Ensuite, il y a la réforme de la santé, quelque chose que les progressistes américains ont essayé de réaliser depuis près d’un siècle. Ce fut un processus long, et ardu, mais le passage final et sa signature par le Président Obama semblent maintenant garantis. Elle couvrira plus de 30 millions d’Américains qui ne sont pas assurés actuellement, transformera le marché de l’assurance de telle sorte que, par exemple, des individus avec des pré-conditions ne se voient plus refuser une couverture, et bien davantage encore. Les détails sont byzantins, mais le fait le plus important est le suivant : pour la première fois, le principe selon lequel chacun, en Amérique, devrait avoir accès à une couverture bon marché sera gravé dans le marbre de la loi. La loi devra être étendue et modifiée à l’avenir, mais la nature exceptionnelle de cette réussite ne peut être niée.

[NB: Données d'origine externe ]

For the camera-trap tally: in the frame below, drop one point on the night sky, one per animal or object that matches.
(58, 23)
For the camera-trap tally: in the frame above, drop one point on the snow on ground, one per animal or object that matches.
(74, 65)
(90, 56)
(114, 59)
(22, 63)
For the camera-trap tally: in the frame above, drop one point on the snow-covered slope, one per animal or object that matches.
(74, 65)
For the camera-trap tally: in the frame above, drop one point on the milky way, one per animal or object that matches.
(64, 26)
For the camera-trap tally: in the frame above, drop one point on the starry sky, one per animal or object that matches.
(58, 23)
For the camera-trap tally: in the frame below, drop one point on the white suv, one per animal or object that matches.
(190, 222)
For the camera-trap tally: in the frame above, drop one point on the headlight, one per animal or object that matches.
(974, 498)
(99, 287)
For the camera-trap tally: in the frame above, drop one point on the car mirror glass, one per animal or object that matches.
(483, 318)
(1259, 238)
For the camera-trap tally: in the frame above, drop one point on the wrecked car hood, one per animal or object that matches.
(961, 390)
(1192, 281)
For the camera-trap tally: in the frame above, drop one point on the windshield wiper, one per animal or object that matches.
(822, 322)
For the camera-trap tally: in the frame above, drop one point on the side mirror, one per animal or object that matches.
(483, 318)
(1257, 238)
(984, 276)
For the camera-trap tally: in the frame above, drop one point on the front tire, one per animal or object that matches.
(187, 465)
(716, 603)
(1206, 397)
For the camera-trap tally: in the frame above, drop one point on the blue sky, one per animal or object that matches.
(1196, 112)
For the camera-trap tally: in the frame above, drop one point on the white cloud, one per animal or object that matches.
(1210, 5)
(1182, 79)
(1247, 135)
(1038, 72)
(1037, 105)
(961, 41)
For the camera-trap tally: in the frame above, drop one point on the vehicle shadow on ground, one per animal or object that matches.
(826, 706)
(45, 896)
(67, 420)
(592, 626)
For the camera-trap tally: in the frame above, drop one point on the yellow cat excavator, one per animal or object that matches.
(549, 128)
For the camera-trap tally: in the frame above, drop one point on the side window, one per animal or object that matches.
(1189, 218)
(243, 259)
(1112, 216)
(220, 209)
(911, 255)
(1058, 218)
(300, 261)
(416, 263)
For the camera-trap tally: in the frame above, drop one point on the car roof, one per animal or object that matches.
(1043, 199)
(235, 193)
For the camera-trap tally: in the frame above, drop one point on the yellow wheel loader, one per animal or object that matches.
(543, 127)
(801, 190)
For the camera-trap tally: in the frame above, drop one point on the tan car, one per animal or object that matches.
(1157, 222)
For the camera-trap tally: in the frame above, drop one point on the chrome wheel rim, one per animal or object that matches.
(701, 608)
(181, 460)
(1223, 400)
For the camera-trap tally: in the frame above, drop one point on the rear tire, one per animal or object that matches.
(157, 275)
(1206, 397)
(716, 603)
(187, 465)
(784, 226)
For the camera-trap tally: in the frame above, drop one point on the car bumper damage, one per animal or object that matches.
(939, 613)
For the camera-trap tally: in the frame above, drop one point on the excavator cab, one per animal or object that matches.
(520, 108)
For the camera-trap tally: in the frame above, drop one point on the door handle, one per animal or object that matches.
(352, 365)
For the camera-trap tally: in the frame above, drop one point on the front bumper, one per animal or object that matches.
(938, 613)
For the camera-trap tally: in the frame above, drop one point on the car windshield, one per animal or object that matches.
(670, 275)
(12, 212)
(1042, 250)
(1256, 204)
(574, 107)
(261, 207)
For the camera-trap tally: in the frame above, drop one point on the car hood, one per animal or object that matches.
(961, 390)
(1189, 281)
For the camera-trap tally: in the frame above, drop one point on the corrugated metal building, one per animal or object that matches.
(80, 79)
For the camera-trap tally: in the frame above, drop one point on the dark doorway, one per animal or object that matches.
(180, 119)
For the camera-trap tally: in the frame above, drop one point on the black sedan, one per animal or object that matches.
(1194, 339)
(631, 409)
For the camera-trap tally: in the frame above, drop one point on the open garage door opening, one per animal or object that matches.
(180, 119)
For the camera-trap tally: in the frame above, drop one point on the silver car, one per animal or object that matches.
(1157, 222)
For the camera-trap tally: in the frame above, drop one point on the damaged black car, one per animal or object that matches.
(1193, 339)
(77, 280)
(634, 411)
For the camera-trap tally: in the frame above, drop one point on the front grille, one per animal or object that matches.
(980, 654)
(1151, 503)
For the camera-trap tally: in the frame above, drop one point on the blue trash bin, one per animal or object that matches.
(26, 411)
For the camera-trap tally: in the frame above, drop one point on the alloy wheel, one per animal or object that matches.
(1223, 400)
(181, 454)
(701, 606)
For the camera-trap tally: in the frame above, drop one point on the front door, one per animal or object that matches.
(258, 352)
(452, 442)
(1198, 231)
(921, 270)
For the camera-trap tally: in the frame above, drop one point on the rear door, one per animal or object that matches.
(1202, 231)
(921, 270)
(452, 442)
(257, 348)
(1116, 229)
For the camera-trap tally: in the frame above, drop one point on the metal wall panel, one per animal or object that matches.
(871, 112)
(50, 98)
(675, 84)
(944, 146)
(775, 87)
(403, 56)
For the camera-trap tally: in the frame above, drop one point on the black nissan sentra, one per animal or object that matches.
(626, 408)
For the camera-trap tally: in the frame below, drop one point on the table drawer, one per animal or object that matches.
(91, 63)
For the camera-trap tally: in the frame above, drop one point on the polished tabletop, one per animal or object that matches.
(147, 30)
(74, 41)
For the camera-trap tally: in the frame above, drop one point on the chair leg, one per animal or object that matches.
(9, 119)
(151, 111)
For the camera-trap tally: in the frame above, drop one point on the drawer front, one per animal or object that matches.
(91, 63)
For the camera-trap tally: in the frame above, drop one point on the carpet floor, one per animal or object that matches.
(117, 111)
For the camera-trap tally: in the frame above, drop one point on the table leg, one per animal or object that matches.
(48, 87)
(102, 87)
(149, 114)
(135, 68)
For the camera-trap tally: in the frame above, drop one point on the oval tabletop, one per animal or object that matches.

Obama a également réalisé des progrès sur la question du changement climatique. Au-delà des investissements dans les énergies propres mentionnés plus haut, il a fait avancer une proposition de loi sur une Bourse carbone dans la Chambre des représentants et au Sénat, où elle attend des avancées (généralement jugées comme complexes) en 2010. Et Obama a voyagé à Copenhague, où il a aidé à négocier un accord préliminaire qui devrait, avec un peu de chance, conduire à un accord international contraignant sur les émissions de CO2 dans un futur proche. Le contraste avec une administration Bush totalement désintéressée par le combat contre le réchauffement climatique ne pouvait pas être plus marqué.
Le contraste est également très affirmé par rapport à l’administration Bush sur la manière d’approcher les relations internationales. Obama a minutieusement remis en valeur la manière américaine de travailler avec les autres pays et les institutions internationales, remplaçant l’unilatéralisme de l’administration Bush par un multilatéralisme ouvert et coopératif.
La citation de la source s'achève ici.